Table of Contents
Save data from Excel as a CSV
If you need to make an changes to your data, open it in Excel. Remember the following:
Each sheet of a workbook needs to be saved as a separate CSV.
Replace formulas with exact values.
Remove colors, flags, comments, or conditional formatting (Note: Commas should be deleted from your CSV, with the exception of the "tag_list" field. A list of tags should be separated by commas).
Hard returns must be removed from all fields.
Once you complete any formatting changes needed, save the file as a CSV.
Go to File > Save As and change the file type to be saved as Comma separate values (CSV).
Accept the warning that not all Excel features are supported by the current file type.

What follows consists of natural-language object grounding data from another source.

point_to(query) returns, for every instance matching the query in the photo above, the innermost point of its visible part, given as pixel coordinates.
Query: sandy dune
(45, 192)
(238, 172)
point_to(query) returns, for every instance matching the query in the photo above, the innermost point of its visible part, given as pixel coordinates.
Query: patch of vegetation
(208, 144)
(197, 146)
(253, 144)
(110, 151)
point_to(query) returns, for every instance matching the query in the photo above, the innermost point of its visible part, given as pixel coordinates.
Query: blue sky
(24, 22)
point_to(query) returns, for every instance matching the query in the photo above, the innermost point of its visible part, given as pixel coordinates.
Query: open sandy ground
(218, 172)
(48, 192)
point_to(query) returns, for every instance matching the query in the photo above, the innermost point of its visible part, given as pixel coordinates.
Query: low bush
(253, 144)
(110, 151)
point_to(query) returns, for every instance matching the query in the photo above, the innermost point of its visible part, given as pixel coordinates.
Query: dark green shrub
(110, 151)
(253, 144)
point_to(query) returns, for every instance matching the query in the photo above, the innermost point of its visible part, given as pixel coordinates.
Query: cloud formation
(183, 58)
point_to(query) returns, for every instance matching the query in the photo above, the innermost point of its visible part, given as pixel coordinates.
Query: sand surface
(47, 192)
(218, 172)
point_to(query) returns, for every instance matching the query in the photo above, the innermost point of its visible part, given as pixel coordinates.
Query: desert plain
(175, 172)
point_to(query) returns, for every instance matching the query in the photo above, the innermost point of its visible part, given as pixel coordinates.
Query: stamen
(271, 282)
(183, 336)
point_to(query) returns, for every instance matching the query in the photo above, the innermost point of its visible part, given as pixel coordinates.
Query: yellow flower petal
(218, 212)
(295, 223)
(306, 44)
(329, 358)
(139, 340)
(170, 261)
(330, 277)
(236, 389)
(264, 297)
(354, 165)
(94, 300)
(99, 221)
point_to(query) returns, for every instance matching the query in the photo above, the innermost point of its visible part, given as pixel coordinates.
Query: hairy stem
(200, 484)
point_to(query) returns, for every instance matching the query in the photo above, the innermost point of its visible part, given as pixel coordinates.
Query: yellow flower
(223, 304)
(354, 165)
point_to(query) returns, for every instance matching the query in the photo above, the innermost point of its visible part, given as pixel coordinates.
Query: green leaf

A CSV is a text-only file with a comma separating each field. Each record will be on its own line. If you open a CSV in Excel, you will need to repeat this process to save the content as a new CSV file.
Clean a CSV file
Saving an Excel file may save hidden characters and other characters the importer won't understand. Here is an easy way to clean a CSV file:
Open the CSV file in a text editor.
Select the whole file and copy it.
Open a new text file.
Paste the CSV data into the new file.
Save the new file.
Import the new CSV file.
Confirm the use of UTF-8 characters
UTF-8 is the largest standard set of characters available. It includes most characters in all languages. By default, most computers save CSV files using UTF-8 characters for plain text encoding.
On a Mac, plain text encoding only needs to be set once. Once the character encoding is set, it will stay set until it is changed.
Open the CSV in TextEdit.
Open the text editor preferences: The plain text encoding should be set to UTF-8 for both opening files and for saving files.
Re-save the file using a new name.
On a Windows computer, plain text encoding must be set for each file.
Open the CSV file in Notepad.
Click Save As.
In the Save As screen, change the preferences for the file so the character set is UTF-8.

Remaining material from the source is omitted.